Safeguarding RAG Pipelines with GMTP: A Gradient-based Masked Token Probability Method for Poisoned Document Detection

TL;DR

This paper introduces GMTP, a gradient-based method to detect and filter poisoned documents in RAG systems, significantly improving security by identifying malicious content with high precision while preserving relevant information.

Contribution

The paper presents GMTP, a novel gradient-based approach for detecting poisoned documents in RAG pipelines, enhancing security without sacrificing retrieval quality.

Findings

GMTP detects over 90% of poisoned documents.

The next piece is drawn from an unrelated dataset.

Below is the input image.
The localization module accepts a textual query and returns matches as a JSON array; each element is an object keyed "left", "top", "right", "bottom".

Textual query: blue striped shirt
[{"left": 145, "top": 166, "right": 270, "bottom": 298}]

GMTP maintains high retrieval performance in adversarial settings.

GMTP effectively filters malicious content across diverse datasets.

Abstract

Retrieval-Augmented Generation (RAG) enhances Large Language Models (LLMs) by providing external knowledge for accurate and up-to-date responses. However, this reliance on external sources exposes a security risk, attackers can inject poisoned documents into the knowledge base to steer the generation process toward harmful or misleading outputs. In this paper, we propose Gradient-based Masked Token Probability (GMTP), a novel defense method to detect and filter out adversarially crafted documents. Specifically, GMTP identifies high-impact tokens by examining gradients of the retriever's similarity function. These key tokens are then masked, and their probabilities are checked via a Masked Language Model (MLM). Since injected tokens typically exhibit markedly low masked-token probabilities, this enables GMTP to easily detect malicious documents and achieve high-precision filtering. Experiments demonstrate that GMTP is able to eliminate over 90% of poisoned content while retaining relevant documents, thus maintaining robust retrieval and generation performance across diverse datasets and adversarial settings.